Abstract
Human activity recognition has received a lot of attention recently, mainly thanks to the advancements in sensing technologies and systems’ increasing computational power. However, complexity in human movements, sensing devices’ noise and person-specific characteristics impose challenges that still remain to be overcome. In the proposed work, a novel, multi-modal human action recognition method is presented for handling the aforementioned issues. Each action is represented by a basis vector and spectral analysis is performed on an affinity matrix of new action feature vectors. Using modality-dependent kernel regressors for computing the affinity matrix, complexity is reduced and robust low-dimensional representations are achieved. The proposed scheme supports online adaptivity of modalities, in a dynamic fashion, according to their automatically inferred reliability. Evaluation on three publicly available datasets demonstrates the potential of the approach.
Highlights
Human-machine interaction is entering a new era, with computers altering the way they respond to human stimuli
Feature pre-processing is strongly related to the utilized cue, in problems related to human activity recognition
For new data vectors, no local sub-manifold unfolding is necessary and, for inference, simple matrix operations are needed. This is of great significance, since it allows for real-time action recognition and constitutes the proposed method appropriate for online evaluation of whether the projection of multiple modality features over the course of an action is close to the subspace classes of a trained model
Summary
Human-machine interaction is entering a new era, with computers altering the way they respond to human stimuli. Wearable inertial measurement sensors [11], robust video processing algorithms [1], infrared and depth sensors [7] and audio [27] are only a few of the cues available for understanding human activity These advances brought automatic action recognition to the front-end in many applications, ranging from entertainment to health-care systems.

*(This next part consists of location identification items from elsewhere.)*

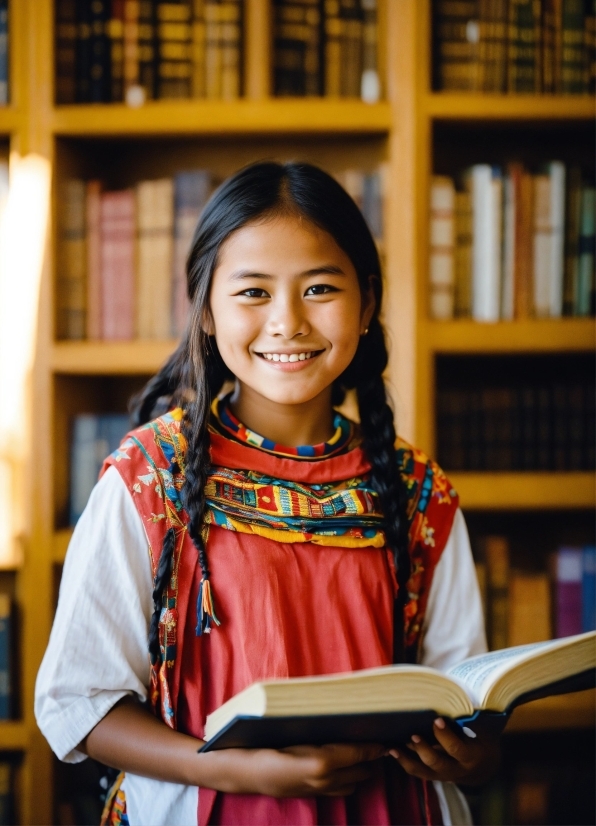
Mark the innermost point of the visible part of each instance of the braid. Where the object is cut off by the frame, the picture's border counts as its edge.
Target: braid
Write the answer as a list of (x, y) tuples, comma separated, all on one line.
[(378, 431)]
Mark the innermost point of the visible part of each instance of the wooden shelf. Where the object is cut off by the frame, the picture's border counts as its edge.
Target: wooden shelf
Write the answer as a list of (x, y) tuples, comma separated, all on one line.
[(567, 711), (517, 491), (447, 106), (531, 336), (110, 358), (13, 735), (214, 117)]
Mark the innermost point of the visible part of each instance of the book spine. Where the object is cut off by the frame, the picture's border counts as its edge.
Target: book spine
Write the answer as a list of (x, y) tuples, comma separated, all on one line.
[(65, 44), (71, 262), (524, 49), (93, 220), (174, 49), (572, 228), (154, 258), (198, 49), (118, 264), (585, 263), (463, 255), (370, 87), (116, 35), (486, 189), (457, 45), (442, 238), (589, 588), (568, 590), (574, 69), (99, 52)]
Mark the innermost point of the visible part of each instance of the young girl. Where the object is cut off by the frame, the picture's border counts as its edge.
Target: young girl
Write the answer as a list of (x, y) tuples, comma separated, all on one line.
[(263, 535)]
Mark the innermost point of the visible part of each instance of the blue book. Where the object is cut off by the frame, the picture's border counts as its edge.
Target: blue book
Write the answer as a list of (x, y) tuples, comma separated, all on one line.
[(94, 437), (5, 676), (589, 588), (3, 52)]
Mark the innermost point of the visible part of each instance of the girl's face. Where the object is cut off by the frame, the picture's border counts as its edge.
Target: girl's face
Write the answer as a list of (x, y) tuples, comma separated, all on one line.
[(286, 309)]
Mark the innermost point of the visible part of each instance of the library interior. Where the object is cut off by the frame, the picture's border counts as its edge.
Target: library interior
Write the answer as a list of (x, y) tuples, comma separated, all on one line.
[(465, 133)]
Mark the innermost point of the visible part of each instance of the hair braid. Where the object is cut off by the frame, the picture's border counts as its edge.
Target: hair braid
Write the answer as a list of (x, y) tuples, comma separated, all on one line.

A low-dimensional representation of large dimensionality feature vectors is utilized, by following a landmark-based spectral analysis scheme In this way, low-dimensional subspaces, encoding valuable information, are built, while new, unknown actions are projected on them. The proposed technique builds on authors’ preliminary work on Microsoft kinect-based activity recognition based on spectral analysis, [3] where results were presented on the single-modality case of only depth data, while inter- and intra-individual sub-actions were not considered and experiments were limited to a single scenario.